William glanced through a window near the door and he couldn’t tell if Beth actually had a gun or not but she was sitting on the edge of the metal cot where Allie lay bound up with silver duct tape. William wanted to yell or die or kill someone when he realized she was probably already dead, her eyes were closed and she was deadly white and didn’t seem to be breathing. If the deed was done, if Beth Hawkins had killed her, he had nothing to lose so he kicked down the door, crossed the small room and held the gun to Beth’s head.

Walden and the chief were close behind him and the chief had his gun trained on Beth’s heart.

“I knew you’d come, William, look—she’s not going to be a problem anymore. We can go back to the way it was before, we were so happy together, weren’t we? You don’t need that gun, I’ll come home with you and move into the new house.
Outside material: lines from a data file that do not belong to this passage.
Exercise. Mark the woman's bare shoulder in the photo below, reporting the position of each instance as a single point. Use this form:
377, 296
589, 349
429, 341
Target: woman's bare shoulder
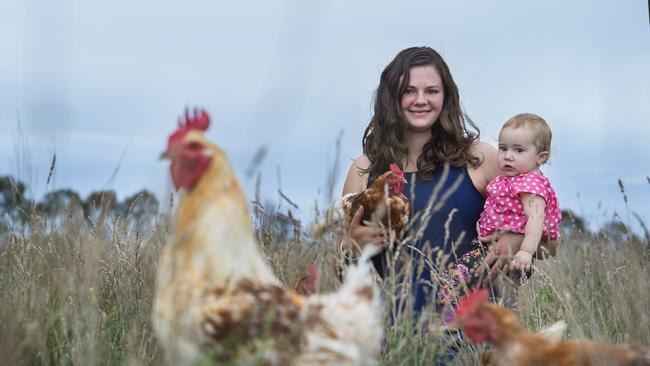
482, 149
489, 167
362, 162
357, 178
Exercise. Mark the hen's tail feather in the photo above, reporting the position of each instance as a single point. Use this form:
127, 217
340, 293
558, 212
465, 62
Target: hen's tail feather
554, 332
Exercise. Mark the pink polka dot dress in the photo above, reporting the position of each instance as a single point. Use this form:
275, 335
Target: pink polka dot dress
503, 205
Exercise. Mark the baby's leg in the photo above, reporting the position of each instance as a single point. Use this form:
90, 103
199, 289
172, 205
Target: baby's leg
508, 244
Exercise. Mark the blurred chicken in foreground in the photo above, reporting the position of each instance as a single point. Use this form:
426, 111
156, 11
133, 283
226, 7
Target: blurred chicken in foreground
483, 322
217, 298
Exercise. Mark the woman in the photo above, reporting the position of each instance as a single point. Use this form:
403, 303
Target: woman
418, 124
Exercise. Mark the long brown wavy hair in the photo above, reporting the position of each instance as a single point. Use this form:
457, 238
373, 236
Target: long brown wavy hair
383, 140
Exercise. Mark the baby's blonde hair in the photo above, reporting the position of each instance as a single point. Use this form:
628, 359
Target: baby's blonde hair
537, 124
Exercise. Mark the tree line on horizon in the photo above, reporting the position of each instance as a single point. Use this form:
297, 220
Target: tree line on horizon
17, 209
141, 209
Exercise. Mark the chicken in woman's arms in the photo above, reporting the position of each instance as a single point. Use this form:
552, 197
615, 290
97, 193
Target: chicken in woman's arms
383, 203
216, 296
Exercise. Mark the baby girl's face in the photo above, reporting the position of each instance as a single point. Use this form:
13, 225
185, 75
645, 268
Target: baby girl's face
517, 151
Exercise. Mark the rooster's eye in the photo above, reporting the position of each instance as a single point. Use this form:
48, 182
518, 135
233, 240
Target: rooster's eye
195, 146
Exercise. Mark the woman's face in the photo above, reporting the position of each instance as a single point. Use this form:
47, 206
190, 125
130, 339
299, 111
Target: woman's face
423, 99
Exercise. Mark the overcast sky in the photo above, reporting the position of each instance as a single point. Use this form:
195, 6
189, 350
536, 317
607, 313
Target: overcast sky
101, 84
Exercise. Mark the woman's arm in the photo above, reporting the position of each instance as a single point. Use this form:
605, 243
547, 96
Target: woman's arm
489, 168
356, 179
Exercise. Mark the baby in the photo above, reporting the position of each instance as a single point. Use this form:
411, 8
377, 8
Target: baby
519, 201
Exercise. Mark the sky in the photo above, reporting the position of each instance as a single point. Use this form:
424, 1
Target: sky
101, 84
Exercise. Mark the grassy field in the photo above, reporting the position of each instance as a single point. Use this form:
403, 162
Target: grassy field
80, 293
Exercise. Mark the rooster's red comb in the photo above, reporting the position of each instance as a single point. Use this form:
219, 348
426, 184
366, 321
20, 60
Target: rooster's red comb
472, 301
396, 170
200, 120
197, 120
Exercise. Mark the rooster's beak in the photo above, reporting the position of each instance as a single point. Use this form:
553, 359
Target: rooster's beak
166, 155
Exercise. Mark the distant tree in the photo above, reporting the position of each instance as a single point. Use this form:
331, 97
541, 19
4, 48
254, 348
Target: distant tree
59, 202
572, 223
100, 205
140, 209
13, 202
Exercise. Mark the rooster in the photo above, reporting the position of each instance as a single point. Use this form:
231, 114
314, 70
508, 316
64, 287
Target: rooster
483, 322
385, 194
217, 298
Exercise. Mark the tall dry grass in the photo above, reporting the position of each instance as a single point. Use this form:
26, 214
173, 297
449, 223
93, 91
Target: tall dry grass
80, 293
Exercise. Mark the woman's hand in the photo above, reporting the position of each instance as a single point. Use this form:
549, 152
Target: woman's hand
364, 235
522, 261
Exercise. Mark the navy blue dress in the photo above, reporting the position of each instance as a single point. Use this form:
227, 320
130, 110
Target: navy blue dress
455, 218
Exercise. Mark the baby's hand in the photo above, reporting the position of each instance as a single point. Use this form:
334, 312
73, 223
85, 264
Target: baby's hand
522, 261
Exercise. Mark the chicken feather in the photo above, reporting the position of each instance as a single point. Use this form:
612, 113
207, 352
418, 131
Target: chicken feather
215, 294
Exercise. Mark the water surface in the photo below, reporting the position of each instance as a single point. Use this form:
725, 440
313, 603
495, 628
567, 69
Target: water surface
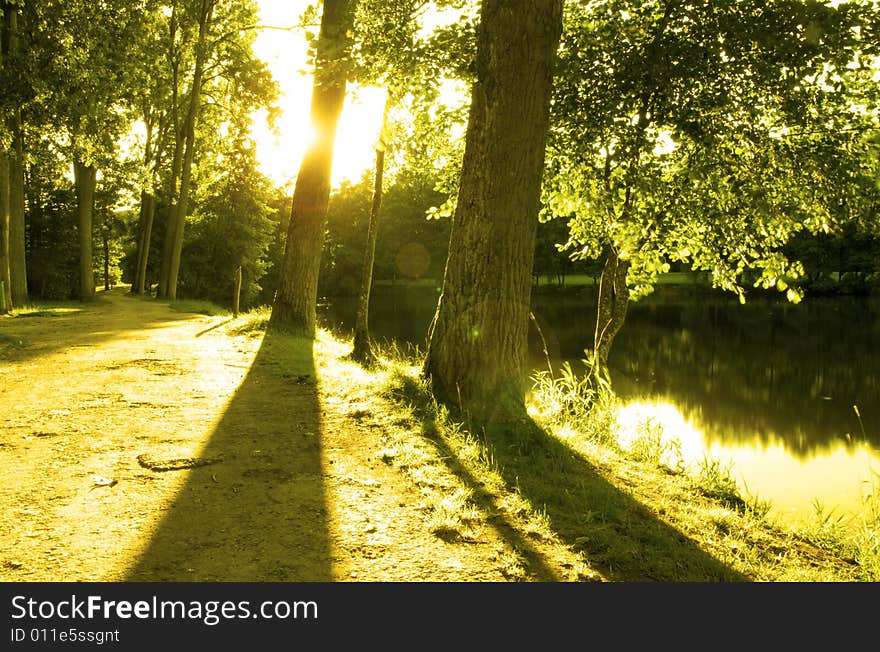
788, 395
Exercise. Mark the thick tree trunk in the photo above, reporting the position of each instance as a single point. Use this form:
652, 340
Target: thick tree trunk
294, 308
85, 178
362, 351
478, 338
610, 311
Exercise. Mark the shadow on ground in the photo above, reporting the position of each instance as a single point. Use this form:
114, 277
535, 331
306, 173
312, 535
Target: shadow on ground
260, 514
621, 538
34, 334
618, 535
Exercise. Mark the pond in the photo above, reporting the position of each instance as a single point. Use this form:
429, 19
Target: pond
786, 396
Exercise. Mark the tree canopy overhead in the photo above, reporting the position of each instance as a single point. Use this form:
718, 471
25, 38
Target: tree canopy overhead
707, 134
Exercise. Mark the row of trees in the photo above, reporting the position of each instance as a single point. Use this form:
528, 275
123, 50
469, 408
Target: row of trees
713, 136
129, 106
697, 133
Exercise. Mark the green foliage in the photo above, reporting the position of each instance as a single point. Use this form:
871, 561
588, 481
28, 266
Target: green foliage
580, 401
701, 134
715, 480
232, 226
408, 247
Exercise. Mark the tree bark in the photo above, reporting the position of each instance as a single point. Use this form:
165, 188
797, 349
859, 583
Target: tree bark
85, 178
478, 339
236, 290
362, 351
294, 308
610, 311
147, 214
17, 252
6, 299
105, 237
181, 208
176, 160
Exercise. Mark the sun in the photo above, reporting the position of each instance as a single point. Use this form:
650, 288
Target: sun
279, 154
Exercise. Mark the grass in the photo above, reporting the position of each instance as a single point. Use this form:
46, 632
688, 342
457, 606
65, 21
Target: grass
564, 489
563, 493
705, 500
199, 307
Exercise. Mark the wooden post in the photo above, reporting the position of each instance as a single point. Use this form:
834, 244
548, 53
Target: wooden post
236, 290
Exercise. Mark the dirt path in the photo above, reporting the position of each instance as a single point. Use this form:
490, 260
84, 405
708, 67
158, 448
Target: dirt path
105, 415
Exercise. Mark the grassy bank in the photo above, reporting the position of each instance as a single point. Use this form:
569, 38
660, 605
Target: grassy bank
567, 489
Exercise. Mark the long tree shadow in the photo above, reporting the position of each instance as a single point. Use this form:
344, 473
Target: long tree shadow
620, 537
260, 514
31, 335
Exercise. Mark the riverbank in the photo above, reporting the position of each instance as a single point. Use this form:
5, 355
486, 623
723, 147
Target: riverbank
165, 445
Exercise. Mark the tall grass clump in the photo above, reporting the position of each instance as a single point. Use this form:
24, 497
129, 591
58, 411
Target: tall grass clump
580, 402
867, 531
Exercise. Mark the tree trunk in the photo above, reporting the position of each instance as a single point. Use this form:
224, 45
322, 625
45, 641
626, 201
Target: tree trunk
6, 298
148, 213
17, 253
5, 285
180, 209
236, 290
610, 311
85, 177
362, 351
176, 160
478, 339
294, 308
106, 242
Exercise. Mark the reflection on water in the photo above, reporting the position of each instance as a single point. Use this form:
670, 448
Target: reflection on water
769, 386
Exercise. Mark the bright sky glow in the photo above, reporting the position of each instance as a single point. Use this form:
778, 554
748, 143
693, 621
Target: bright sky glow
280, 154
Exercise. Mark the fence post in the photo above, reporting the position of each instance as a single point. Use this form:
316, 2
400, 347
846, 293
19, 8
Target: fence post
236, 290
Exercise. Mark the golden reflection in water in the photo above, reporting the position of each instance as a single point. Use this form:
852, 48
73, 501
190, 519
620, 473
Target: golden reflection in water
838, 478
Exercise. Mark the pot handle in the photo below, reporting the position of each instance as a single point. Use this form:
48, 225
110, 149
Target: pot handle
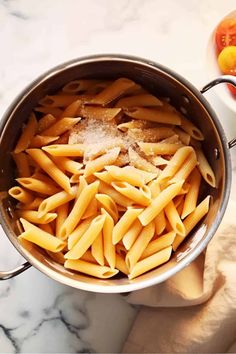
229, 79
4, 275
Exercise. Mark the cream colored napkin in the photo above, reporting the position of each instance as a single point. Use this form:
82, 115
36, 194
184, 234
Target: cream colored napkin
197, 307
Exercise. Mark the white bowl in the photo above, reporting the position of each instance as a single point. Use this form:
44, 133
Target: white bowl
213, 70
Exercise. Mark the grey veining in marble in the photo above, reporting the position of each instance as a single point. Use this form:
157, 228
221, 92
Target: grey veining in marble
38, 315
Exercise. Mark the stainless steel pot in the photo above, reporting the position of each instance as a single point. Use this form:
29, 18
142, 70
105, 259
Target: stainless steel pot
158, 80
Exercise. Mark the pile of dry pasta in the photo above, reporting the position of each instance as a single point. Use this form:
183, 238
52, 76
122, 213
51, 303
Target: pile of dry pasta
108, 178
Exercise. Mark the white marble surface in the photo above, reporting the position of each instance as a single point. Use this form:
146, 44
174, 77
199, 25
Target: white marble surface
36, 313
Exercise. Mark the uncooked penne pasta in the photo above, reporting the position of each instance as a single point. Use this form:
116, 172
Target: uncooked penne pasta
141, 196
157, 115
113, 91
151, 262
100, 113
109, 248
45, 122
22, 164
109, 205
81, 204
56, 200
87, 238
192, 219
123, 225
27, 134
205, 169
61, 126
99, 163
50, 168
141, 100
97, 249
41, 238
95, 270
159, 203
37, 185
34, 216
57, 100
191, 198
75, 150
191, 129
139, 245
159, 244
21, 194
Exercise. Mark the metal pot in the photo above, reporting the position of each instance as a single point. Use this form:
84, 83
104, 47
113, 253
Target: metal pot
160, 81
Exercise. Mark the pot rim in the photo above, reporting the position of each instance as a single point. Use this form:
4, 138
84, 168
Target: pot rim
228, 175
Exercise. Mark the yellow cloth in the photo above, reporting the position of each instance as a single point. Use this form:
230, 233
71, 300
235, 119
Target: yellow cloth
197, 307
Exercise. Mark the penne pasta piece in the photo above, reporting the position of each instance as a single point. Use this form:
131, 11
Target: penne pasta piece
22, 164
76, 235
139, 162
121, 265
40, 140
189, 164
121, 174
159, 148
60, 127
139, 245
100, 113
62, 213
21, 194
57, 100
124, 224
81, 204
99, 163
109, 248
141, 196
174, 219
141, 100
91, 210
66, 164
183, 136
75, 150
39, 237
131, 235
191, 198
55, 112
116, 89
87, 238
175, 163
50, 168
159, 203
37, 185
205, 169
95, 270
109, 205
27, 134
34, 216
56, 200
159, 244
191, 129
97, 249
72, 110
45, 122
157, 115
151, 262
191, 220
31, 206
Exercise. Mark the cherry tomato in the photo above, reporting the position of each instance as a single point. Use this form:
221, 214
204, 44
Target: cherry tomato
226, 34
227, 60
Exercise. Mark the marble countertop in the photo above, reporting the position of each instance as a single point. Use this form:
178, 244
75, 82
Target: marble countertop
36, 313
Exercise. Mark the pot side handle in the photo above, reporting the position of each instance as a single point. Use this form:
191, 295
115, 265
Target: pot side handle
4, 275
229, 79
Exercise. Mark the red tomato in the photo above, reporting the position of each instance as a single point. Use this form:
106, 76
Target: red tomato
226, 33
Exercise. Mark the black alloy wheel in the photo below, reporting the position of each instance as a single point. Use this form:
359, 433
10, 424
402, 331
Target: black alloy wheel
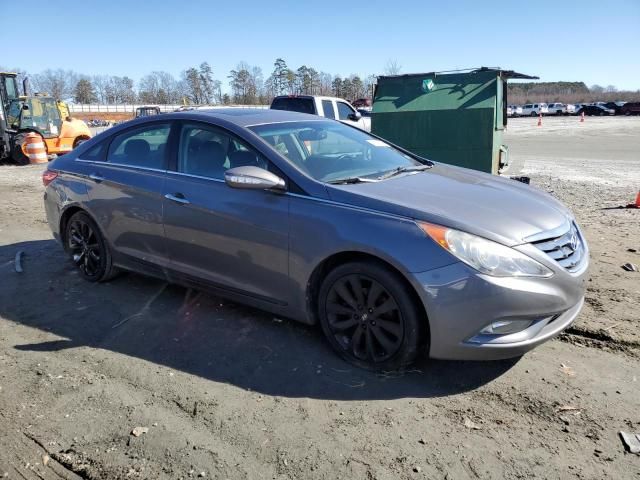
87, 248
368, 316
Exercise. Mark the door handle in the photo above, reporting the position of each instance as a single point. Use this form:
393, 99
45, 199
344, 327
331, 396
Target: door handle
96, 178
177, 197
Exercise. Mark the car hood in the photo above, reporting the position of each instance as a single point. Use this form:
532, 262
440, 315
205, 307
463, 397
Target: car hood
493, 207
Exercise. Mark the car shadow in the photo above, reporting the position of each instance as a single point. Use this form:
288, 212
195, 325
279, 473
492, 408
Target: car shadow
203, 335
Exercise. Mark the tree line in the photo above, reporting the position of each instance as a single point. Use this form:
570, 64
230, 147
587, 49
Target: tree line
566, 92
197, 85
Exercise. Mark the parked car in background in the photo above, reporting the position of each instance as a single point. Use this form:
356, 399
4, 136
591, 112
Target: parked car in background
308, 218
630, 108
514, 111
362, 103
328, 107
557, 109
598, 110
615, 106
535, 109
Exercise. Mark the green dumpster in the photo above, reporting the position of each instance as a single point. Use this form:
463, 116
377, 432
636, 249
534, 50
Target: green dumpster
450, 117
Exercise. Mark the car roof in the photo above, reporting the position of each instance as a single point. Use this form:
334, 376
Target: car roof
244, 117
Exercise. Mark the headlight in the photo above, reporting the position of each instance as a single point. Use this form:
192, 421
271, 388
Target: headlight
484, 255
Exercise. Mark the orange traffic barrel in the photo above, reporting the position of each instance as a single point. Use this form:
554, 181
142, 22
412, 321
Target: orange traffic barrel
35, 149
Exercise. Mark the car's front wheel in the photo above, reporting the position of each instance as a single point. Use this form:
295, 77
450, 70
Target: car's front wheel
369, 316
88, 249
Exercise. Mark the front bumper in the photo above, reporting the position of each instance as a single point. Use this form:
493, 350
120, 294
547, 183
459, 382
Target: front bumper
460, 302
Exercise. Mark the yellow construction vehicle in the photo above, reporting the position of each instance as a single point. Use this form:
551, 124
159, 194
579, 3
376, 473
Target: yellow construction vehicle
40, 114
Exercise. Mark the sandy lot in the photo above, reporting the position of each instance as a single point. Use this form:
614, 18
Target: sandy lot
230, 392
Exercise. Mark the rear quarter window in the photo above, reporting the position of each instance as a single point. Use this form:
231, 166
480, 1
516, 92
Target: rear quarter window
97, 153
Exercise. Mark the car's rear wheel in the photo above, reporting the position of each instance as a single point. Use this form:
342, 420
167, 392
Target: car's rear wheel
88, 249
369, 316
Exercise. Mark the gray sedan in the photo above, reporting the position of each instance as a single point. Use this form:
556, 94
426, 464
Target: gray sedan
393, 255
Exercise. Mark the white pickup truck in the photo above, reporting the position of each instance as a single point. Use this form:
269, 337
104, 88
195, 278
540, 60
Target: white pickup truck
328, 107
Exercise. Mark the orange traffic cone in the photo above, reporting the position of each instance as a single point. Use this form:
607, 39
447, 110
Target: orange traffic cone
35, 149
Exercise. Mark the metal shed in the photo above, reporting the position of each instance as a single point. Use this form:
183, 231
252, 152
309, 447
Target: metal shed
451, 117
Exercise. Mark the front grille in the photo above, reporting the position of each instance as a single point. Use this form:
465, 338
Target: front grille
567, 249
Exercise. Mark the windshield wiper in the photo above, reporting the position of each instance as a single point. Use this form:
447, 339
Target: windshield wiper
349, 180
399, 170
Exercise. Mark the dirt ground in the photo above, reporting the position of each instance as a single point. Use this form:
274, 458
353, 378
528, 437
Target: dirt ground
225, 391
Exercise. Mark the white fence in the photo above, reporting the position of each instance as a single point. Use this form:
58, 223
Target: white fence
131, 108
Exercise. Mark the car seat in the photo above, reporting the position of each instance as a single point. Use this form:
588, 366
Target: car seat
137, 152
243, 158
208, 161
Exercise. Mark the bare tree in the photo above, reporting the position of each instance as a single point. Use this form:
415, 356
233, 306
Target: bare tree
58, 83
84, 92
100, 85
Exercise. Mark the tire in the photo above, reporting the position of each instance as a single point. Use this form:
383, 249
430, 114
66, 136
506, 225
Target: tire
88, 249
350, 296
17, 155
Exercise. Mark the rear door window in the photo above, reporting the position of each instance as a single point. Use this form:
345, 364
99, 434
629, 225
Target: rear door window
143, 146
207, 151
327, 108
344, 110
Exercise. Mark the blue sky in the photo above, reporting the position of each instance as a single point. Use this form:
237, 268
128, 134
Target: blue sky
592, 41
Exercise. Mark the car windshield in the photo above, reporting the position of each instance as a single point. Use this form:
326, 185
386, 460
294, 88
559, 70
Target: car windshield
330, 151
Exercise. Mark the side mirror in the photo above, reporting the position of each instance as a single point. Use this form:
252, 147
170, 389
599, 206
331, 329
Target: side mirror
252, 178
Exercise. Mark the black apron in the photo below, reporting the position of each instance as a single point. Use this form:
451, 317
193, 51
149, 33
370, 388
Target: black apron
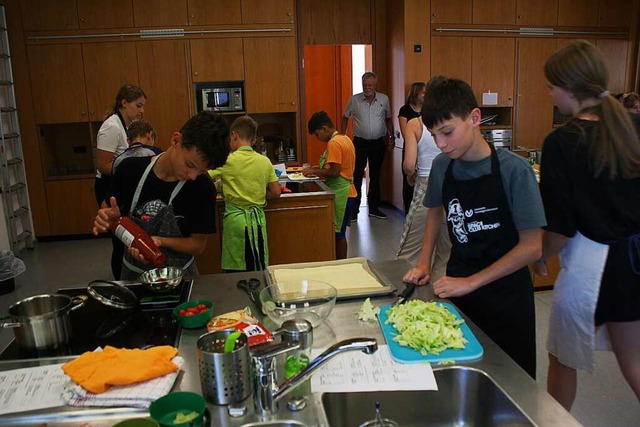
481, 229
164, 224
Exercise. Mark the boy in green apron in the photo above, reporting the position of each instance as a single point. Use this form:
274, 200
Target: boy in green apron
248, 179
336, 167
492, 206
Everything will be the same, just like this little bitch never ruined what you and I had, William,” Beth’s voice was high and far too bright and she held a straight razor close to the jugular vein in Allie’s throat.

“Fuck,” Walden muttered, he stood across the room and he couldn’t take his eyes off the razor. It made him weak with fear, the sight of the girl tied to the cot. She was half-naked, dressed only in panties and a bra, bound up tight, tape covering her mouth while a crazy woman smoothed her long, blonde hair and held a razor at her throat. It was as if he was six years old again and all he could think of was the horrible fiery pain the first time the razor sliced across his chest.